Church Of St Andrew is a Grade II listed building in the Southampton local planning authority area, England. First listed on 9 May 2000. Church.
Church Of St Andrew
- WRENN ID
- eternal-grate-claret
- Grade
- II
- Local Planning Authority
- Southampton
- Country
- England
- Date first listed
- 9 May 2000
- Type
- Church
- Source
- Historic England listing
Description
The Church of St Andrew is a Congregational church built between 1897 and 1898 by architects Cubitt and Collinson. It is constructed of red brick with Bath stone dressings and has clay plain tile roofs. The church features a wide nave, low north and south aisles, a west tower, and a narthex, with a vestry located to the southeast. It is designed in the Perpendicular/Tudor style.

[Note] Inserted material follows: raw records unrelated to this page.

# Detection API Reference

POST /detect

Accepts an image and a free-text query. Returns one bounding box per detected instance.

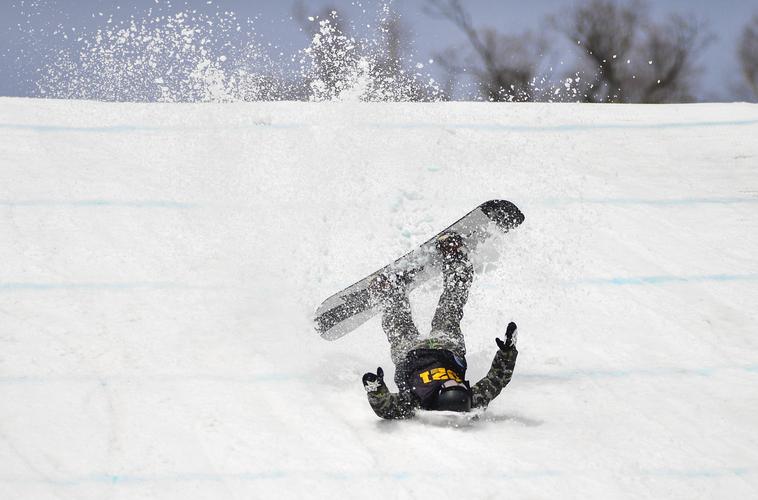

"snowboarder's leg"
[372,276,419,366]
[429,233,474,357]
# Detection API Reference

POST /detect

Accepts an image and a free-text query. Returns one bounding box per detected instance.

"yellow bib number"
[418,368,463,384]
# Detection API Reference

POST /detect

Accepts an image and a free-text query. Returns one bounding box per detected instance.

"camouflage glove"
[495,321,518,353]
[363,366,388,393]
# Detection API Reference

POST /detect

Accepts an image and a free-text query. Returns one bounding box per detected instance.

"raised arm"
[363,367,415,419]
[471,322,518,408]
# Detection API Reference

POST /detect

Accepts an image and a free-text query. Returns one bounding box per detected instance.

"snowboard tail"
[314,200,524,340]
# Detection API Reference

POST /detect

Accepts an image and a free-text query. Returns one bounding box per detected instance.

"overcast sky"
[0,0,758,100]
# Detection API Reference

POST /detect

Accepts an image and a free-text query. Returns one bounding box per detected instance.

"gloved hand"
[495,321,516,352]
[363,366,387,392]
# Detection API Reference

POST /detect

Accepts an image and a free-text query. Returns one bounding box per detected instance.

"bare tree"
[738,15,758,98]
[425,0,546,101]
[554,0,710,103]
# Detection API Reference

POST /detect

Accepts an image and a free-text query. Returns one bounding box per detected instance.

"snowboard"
[314,200,524,340]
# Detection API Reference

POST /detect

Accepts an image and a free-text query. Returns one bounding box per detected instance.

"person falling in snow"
[363,232,518,419]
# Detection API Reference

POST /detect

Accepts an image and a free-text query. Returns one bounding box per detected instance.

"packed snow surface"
[0,99,758,499]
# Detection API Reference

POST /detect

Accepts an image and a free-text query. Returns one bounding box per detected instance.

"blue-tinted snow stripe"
[545,196,758,207]
[0,120,758,133]
[0,467,755,486]
[0,281,224,292]
[575,274,758,286]
[0,372,310,385]
[0,122,302,134]
[372,120,758,132]
[0,363,758,385]
[0,199,199,209]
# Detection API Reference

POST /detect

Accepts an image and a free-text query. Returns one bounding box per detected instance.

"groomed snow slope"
[0,99,758,499]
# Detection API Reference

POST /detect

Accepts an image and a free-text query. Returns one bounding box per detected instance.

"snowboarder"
[363,232,518,419]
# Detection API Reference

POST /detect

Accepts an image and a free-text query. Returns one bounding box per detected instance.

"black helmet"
[434,380,471,411]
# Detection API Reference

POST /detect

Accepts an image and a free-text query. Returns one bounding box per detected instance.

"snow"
[0,98,758,499]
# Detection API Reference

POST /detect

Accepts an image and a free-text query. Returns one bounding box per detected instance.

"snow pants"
[382,252,474,367]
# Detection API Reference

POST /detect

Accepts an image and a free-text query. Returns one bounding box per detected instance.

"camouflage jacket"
[366,347,518,419]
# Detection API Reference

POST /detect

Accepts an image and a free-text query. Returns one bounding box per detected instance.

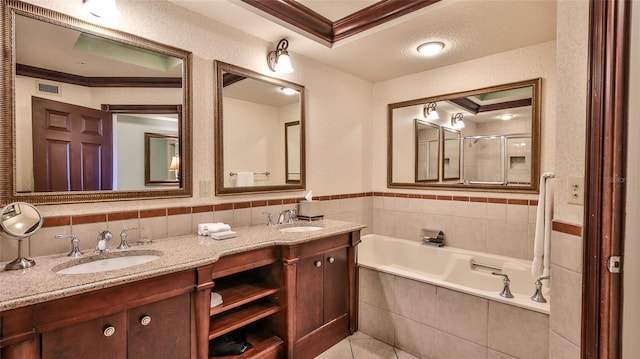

The exterior showcases a west end gable that includes a tripartite window with ogee hoodmoulds and shafts between, topped with crocketed pinnacles. Below this is a moulded three-centred arch west doorway, flanked by brick buttresses with set-offs. The tower, which is set back over the west end, has a rectangular plan with angle and diagonal buttresses, and features three and two-light bell-openings. It is topped with a corbelled embattled parapet, small stone pinnacles, and a polygonal stair turret with an open timber canopy above, culminating in a squat tiled spire with a lead-clad finial and a wrought-iron cross. The north and south aisles are adorned with three-light windows between buttresses, while the clerestorey above has two-light windows with four-centred arches.
Inside, the church has plastered walls and red brick arches. The wide nave is supported by an arch-braced timber roof on balusters set on stone corbels. It features three-bay arcades, where the mouldings of the four-centred arches die into circular stone piers. The clerestorey above has brick rear arches and curved braces to the beams over the aisles. There is a moulded four-centred chancel arch leading to a polygonal apse with two-light stained glass windows; the altar has been removed and an organ is positioned at the side. A tall two-centred tower arch with a gallery below completes the interior, which also contains 19th-century benches.